Alien invasions are run-of-the-mill in artistic media, so how would you like a story pertaining to an alien invasion where soul-sucking invaders want to use Earth’s citizens as hallucinogenic dope? The G3 are the source of alien scourge this time, and they want to hurtle down to earth and make you all their narcotic indulgences.

You are a nameless bounty hunter, who is tasked with taking down a handful of G3 bigwigs. You will team up with an eclectic bunch to achieve your mission, including your sister Lizzie, a typical teenaged party girl, who wants to put on a swell shindig before the G3 alien invaders invade earth to ruin all the grooves. There’s a legless bounty hunter called Gene, who is technologically savvy and engages in tantrum-fuelled arguments with Lizzie. Then there’s Clugg, the mayor of Blim City, who will help you track down key members of the G3 armada.

That’s not all, you also have a posse of speaking weapons known as Gatlians to engage with throughout your quest. The Gatlians are a diverse bunch, both in terms of their personalities and when they are put to practical use.

Kenny is your primary pee-shooter type Gatlian, he’s blue, he talks a lot and he’s insecure. You will get to know Kenny quite a lot, he’s got ceaseless quips, but he’s got good intentions and his involvement in the story becomes more pronounced as the game unfolds. Kenny’s speciality is the glob shot, which is suggestively gross as it shoots out a huge green spew like liquidised green boogers, but it is great for collapsing bridges, and for forcing your foes into a state of levitation so you can pick them off with his primary spew shots.

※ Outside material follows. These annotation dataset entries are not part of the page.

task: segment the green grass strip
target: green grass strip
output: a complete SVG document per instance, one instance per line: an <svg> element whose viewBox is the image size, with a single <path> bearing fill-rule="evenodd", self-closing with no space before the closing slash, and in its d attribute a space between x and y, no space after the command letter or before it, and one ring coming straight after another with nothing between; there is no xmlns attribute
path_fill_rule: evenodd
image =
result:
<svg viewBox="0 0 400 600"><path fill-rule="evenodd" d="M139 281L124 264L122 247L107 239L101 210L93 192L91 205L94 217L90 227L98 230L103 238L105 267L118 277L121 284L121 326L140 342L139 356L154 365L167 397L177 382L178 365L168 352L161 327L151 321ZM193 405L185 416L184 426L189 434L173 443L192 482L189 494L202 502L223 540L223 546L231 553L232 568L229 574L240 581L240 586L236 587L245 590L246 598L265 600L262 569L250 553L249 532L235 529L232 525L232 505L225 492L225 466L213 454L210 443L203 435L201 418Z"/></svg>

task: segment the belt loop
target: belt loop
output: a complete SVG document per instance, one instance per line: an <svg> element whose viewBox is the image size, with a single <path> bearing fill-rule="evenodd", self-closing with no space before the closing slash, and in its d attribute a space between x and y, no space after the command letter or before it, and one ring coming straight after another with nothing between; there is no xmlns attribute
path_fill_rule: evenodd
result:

 Knifey is a stab-obsessed maniac, who is the lone melee weapon in the game, and he’ll be used to cut off enemy shields and gut bosses once they’ve been vanquished.

Gus is  googily-eyed, green and the chilled one of the crew. He boasts an explosive shotgun-like brunt with every shot, and its secondary fire shoots out metal platforms you can use to climb walls.

Sweezy, a mean-talking, no-nonsense Gatlian who looks like a fish with amethyst crystal spikes jutting out of the top layer of her body. She has time altering abilities that can slow down fast-moving turbines, and her crystal shards can pierce through enemy cover.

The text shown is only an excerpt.